# CSS 120: Environmental Data Science

## Carbon Cycles, Feedback Loops, and Greenhouse Effect

### Umberto Mignozzetti (UCSD)

(Based on [ClimateMatch Academy](https://comptools.climatematch.io/tutorials/W1D1_ClimateSystemOverview/student/W1D1_Tutorial7.html))

# Packages

In [None]:
# imports
from datetime import timedelta
import numpy as np
import pandas as pd
import xarray as xr
from matplotlib import pyplot as plt
from pythia_datasets import DATASETS

##  Some Environmental Sciences

### Carbon Cycles

![](l14img01.png)

##  Some Environmental Sciences

### Carbon Cycles

![](l14img02.png)

##  Some Environmental Sciences

### Carbon Cycles

![](l14img03.png)

##  Some Environmental Sciences

### Feedback Loops

![](l14img04.png)

##  Some Environmental Sciences

![](l14img05.png)

# Data Resolution and Resampling Methods

To study these phenomena, we need to deal with the resolution of the data.
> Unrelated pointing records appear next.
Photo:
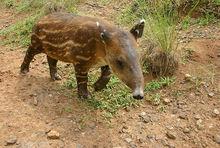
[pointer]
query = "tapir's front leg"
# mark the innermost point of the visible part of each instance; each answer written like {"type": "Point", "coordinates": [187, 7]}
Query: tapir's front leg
{"type": "Point", "coordinates": [104, 78]}
{"type": "Point", "coordinates": [82, 79]}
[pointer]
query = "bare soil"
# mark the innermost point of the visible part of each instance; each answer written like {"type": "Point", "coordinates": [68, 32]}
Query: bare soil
{"type": "Point", "coordinates": [32, 105]}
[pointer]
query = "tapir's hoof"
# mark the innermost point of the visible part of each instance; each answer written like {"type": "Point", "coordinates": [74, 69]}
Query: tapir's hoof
{"type": "Point", "coordinates": [56, 77]}
{"type": "Point", "coordinates": [85, 96]}
{"type": "Point", "coordinates": [98, 86]}
{"type": "Point", "coordinates": [24, 71]}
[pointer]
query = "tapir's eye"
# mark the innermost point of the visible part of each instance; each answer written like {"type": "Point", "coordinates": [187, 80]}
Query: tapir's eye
{"type": "Point", "coordinates": [120, 63]}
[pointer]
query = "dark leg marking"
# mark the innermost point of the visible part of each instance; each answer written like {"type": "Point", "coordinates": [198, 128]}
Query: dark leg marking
{"type": "Point", "coordinates": [104, 78]}
{"type": "Point", "coordinates": [53, 69]}
{"type": "Point", "coordinates": [31, 52]}
{"type": "Point", "coordinates": [82, 79]}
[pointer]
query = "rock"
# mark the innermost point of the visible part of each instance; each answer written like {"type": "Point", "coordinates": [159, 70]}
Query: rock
{"type": "Point", "coordinates": [183, 116]}
{"type": "Point", "coordinates": [217, 138]}
{"type": "Point", "coordinates": [124, 129]}
{"type": "Point", "coordinates": [216, 112]}
{"type": "Point", "coordinates": [35, 101]}
{"type": "Point", "coordinates": [211, 94]}
{"type": "Point", "coordinates": [145, 118]}
{"type": "Point", "coordinates": [11, 140]}
{"type": "Point", "coordinates": [53, 135]}
{"type": "Point", "coordinates": [199, 124]}
{"type": "Point", "coordinates": [197, 117]}
{"type": "Point", "coordinates": [188, 77]}
{"type": "Point", "coordinates": [166, 101]}
{"type": "Point", "coordinates": [186, 130]}
{"type": "Point", "coordinates": [171, 135]}
{"type": "Point", "coordinates": [143, 114]}
{"type": "Point", "coordinates": [128, 140]}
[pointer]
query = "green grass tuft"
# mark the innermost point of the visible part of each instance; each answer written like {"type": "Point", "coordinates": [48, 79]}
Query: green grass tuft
{"type": "Point", "coordinates": [158, 84]}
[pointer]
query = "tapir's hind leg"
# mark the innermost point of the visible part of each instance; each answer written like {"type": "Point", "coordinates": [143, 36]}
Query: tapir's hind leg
{"type": "Point", "coordinates": [53, 68]}
{"type": "Point", "coordinates": [82, 79]}
{"type": "Point", "coordinates": [31, 52]}
{"type": "Point", "coordinates": [104, 78]}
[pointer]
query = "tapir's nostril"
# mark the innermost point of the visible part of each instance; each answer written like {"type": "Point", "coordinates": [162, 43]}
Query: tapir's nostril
{"type": "Point", "coordinates": [138, 97]}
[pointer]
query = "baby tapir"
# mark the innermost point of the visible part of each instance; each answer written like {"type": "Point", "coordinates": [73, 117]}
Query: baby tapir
{"type": "Point", "coordinates": [85, 42]}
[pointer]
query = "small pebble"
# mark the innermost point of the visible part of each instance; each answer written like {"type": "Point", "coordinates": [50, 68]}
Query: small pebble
{"type": "Point", "coordinates": [211, 94]}
{"type": "Point", "coordinates": [216, 112]}
{"type": "Point", "coordinates": [197, 117]}
{"type": "Point", "coordinates": [217, 138]}
{"type": "Point", "coordinates": [188, 77]}
{"type": "Point", "coordinates": [53, 135]}
{"type": "Point", "coordinates": [199, 124]}
{"type": "Point", "coordinates": [166, 101]}
{"type": "Point", "coordinates": [186, 130]}
{"type": "Point", "coordinates": [11, 140]}
{"type": "Point", "coordinates": [171, 135]}
{"type": "Point", "coordinates": [128, 140]}
{"type": "Point", "coordinates": [183, 116]}
{"type": "Point", "coordinates": [35, 101]}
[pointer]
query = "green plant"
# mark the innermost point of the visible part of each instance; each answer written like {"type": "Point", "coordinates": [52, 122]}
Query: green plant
{"type": "Point", "coordinates": [162, 82]}
{"type": "Point", "coordinates": [155, 99]}
{"type": "Point", "coordinates": [115, 97]}
{"type": "Point", "coordinates": [206, 19]}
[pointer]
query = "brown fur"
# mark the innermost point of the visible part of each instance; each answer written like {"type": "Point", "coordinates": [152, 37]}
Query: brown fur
{"type": "Point", "coordinates": [85, 42]}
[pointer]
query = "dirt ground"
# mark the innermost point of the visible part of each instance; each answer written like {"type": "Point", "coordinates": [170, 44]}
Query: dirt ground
{"type": "Point", "coordinates": [32, 105]}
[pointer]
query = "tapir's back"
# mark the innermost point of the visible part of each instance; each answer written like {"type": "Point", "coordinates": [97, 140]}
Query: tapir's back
{"type": "Point", "coordinates": [64, 36]}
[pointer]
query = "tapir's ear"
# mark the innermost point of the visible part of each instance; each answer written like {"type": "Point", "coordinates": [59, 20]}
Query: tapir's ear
{"type": "Point", "coordinates": [138, 29]}
{"type": "Point", "coordinates": [104, 36]}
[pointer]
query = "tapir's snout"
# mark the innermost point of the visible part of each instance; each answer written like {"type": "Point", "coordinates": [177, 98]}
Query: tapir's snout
{"type": "Point", "coordinates": [138, 94]}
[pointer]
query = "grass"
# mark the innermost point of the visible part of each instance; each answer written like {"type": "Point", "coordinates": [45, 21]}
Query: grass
{"type": "Point", "coordinates": [158, 84]}
{"type": "Point", "coordinates": [117, 96]}
{"type": "Point", "coordinates": [161, 21]}
{"type": "Point", "coordinates": [19, 32]}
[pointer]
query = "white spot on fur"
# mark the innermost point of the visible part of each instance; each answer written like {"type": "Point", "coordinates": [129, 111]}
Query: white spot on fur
{"type": "Point", "coordinates": [97, 23]}
{"type": "Point", "coordinates": [83, 58]}
{"type": "Point", "coordinates": [138, 91]}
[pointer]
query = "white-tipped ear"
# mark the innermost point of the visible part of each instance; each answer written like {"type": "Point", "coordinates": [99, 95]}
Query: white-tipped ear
{"type": "Point", "coordinates": [142, 21]}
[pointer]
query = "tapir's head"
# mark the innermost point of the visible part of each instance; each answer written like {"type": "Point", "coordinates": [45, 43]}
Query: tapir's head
{"type": "Point", "coordinates": [122, 57]}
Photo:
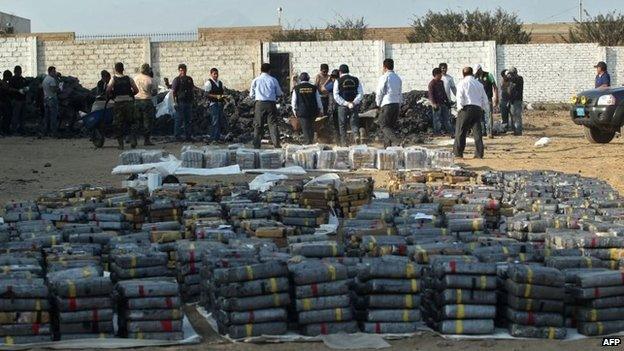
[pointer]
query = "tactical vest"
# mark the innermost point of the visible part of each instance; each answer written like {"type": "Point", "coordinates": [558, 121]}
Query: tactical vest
{"type": "Point", "coordinates": [487, 84]}
{"type": "Point", "coordinates": [122, 86]}
{"type": "Point", "coordinates": [306, 99]}
{"type": "Point", "coordinates": [216, 89]}
{"type": "Point", "coordinates": [347, 87]}
{"type": "Point", "coordinates": [185, 89]}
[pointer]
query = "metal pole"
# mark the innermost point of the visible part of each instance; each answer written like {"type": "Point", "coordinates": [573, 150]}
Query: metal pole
{"type": "Point", "coordinates": [581, 10]}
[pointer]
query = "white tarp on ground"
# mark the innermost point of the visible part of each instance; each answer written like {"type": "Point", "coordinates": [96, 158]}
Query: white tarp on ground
{"type": "Point", "coordinates": [360, 342]}
{"type": "Point", "coordinates": [190, 337]}
{"type": "Point", "coordinates": [174, 166]}
{"type": "Point", "coordinates": [292, 170]}
{"type": "Point", "coordinates": [266, 181]}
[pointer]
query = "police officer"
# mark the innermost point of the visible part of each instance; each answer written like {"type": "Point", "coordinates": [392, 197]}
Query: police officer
{"type": "Point", "coordinates": [491, 91]}
{"type": "Point", "coordinates": [215, 90]}
{"type": "Point", "coordinates": [264, 91]}
{"type": "Point", "coordinates": [307, 104]}
{"type": "Point", "coordinates": [122, 90]}
{"type": "Point", "coordinates": [348, 93]}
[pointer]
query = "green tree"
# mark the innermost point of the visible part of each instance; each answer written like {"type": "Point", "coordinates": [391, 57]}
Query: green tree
{"type": "Point", "coordinates": [347, 29]}
{"type": "Point", "coordinates": [607, 30]}
{"type": "Point", "coordinates": [499, 25]}
{"type": "Point", "coordinates": [341, 29]}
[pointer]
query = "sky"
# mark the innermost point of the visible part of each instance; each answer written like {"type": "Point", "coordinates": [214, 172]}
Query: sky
{"type": "Point", "coordinates": [157, 16]}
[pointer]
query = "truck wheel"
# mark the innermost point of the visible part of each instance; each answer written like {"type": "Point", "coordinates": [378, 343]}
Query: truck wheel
{"type": "Point", "coordinates": [599, 136]}
{"type": "Point", "coordinates": [98, 138]}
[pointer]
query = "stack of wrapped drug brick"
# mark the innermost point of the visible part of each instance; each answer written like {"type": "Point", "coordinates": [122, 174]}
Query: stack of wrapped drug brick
{"type": "Point", "coordinates": [192, 157]}
{"type": "Point", "coordinates": [82, 303]}
{"type": "Point", "coordinates": [388, 290]}
{"type": "Point", "coordinates": [66, 256]}
{"type": "Point", "coordinates": [189, 261]}
{"type": "Point", "coordinates": [284, 192]}
{"type": "Point", "coordinates": [322, 300]}
{"type": "Point", "coordinates": [149, 309]}
{"type": "Point", "coordinates": [305, 221]}
{"type": "Point", "coordinates": [535, 302]}
{"type": "Point", "coordinates": [600, 302]}
{"type": "Point", "coordinates": [25, 314]}
{"type": "Point", "coordinates": [132, 261]}
{"type": "Point", "coordinates": [460, 297]}
{"type": "Point", "coordinates": [251, 300]}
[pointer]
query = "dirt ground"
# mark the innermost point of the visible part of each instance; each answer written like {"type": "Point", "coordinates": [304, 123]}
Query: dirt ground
{"type": "Point", "coordinates": [29, 167]}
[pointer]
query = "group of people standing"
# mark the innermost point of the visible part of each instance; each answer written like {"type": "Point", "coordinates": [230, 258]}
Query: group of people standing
{"type": "Point", "coordinates": [339, 95]}
{"type": "Point", "coordinates": [13, 89]}
{"type": "Point", "coordinates": [134, 109]}
{"type": "Point", "coordinates": [508, 98]}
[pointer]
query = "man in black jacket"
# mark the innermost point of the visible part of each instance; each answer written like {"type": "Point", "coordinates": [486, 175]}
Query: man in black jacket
{"type": "Point", "coordinates": [122, 89]}
{"type": "Point", "coordinates": [348, 93]}
{"type": "Point", "coordinates": [307, 104]}
{"type": "Point", "coordinates": [516, 96]}
{"type": "Point", "coordinates": [214, 88]}
{"type": "Point", "coordinates": [19, 85]}
{"type": "Point", "coordinates": [183, 95]}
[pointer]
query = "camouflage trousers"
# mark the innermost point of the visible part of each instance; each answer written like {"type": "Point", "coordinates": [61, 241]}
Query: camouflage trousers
{"type": "Point", "coordinates": [124, 117]}
{"type": "Point", "coordinates": [145, 113]}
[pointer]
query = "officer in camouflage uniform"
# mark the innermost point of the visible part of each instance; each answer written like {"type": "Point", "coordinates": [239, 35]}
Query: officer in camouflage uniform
{"type": "Point", "coordinates": [143, 101]}
{"type": "Point", "coordinates": [122, 89]}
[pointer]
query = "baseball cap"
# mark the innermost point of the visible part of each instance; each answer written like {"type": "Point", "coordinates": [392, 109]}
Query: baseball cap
{"type": "Point", "coordinates": [602, 65]}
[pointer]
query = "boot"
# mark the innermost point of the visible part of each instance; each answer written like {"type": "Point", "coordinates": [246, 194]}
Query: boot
{"type": "Point", "coordinates": [147, 141]}
{"type": "Point", "coordinates": [133, 141]}
{"type": "Point", "coordinates": [362, 135]}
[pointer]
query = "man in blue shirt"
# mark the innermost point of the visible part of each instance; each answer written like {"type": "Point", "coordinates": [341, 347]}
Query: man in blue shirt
{"type": "Point", "coordinates": [348, 93]}
{"type": "Point", "coordinates": [603, 79]}
{"type": "Point", "coordinates": [265, 90]}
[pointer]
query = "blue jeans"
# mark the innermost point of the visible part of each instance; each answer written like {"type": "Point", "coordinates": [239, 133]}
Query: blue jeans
{"type": "Point", "coordinates": [50, 122]}
{"type": "Point", "coordinates": [216, 115]}
{"type": "Point", "coordinates": [348, 115]}
{"type": "Point", "coordinates": [516, 117]}
{"type": "Point", "coordinates": [442, 120]}
{"type": "Point", "coordinates": [184, 110]}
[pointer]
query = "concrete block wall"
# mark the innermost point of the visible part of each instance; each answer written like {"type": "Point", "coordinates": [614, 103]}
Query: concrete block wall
{"type": "Point", "coordinates": [85, 59]}
{"type": "Point", "coordinates": [552, 72]}
{"type": "Point", "coordinates": [19, 51]}
{"type": "Point", "coordinates": [615, 64]}
{"type": "Point", "coordinates": [414, 62]}
{"type": "Point", "coordinates": [364, 58]}
{"type": "Point", "coordinates": [238, 61]}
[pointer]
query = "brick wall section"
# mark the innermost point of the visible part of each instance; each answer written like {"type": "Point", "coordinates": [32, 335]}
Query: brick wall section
{"type": "Point", "coordinates": [615, 64]}
{"type": "Point", "coordinates": [86, 59]}
{"type": "Point", "coordinates": [19, 51]}
{"type": "Point", "coordinates": [238, 61]}
{"type": "Point", "coordinates": [552, 72]}
{"type": "Point", "coordinates": [414, 62]}
{"type": "Point", "coordinates": [363, 57]}
{"type": "Point", "coordinates": [262, 33]}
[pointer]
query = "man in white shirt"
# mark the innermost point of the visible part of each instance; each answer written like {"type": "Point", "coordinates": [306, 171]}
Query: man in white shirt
{"type": "Point", "coordinates": [388, 97]}
{"type": "Point", "coordinates": [215, 90]}
{"type": "Point", "coordinates": [449, 82]}
{"type": "Point", "coordinates": [348, 94]}
{"type": "Point", "coordinates": [306, 103]}
{"type": "Point", "coordinates": [265, 91]}
{"type": "Point", "coordinates": [51, 89]}
{"type": "Point", "coordinates": [471, 104]}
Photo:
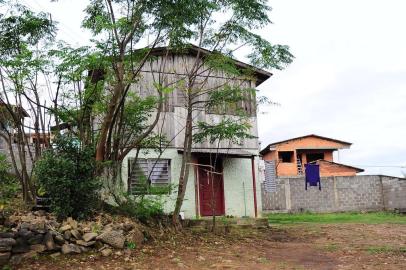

Here are three methods:

1. `resample`: Useful for temporal upsampling and downsampling
    + E.g.: Go from hourly to every six hours<br><br>

1. `rolling`: Useful for aggregations on moving windows
    + E.g.: Moving averages (smooth out short-term fluctuations and highlight longer-term trends or cycles)<br><br>

1. `coarsen`: Downsample the data
    + E.g.: Block means for a given window<br><br>
    
Each resampling strategy will have a different effect, and will be useful for different issues. Let us see each of them in practice.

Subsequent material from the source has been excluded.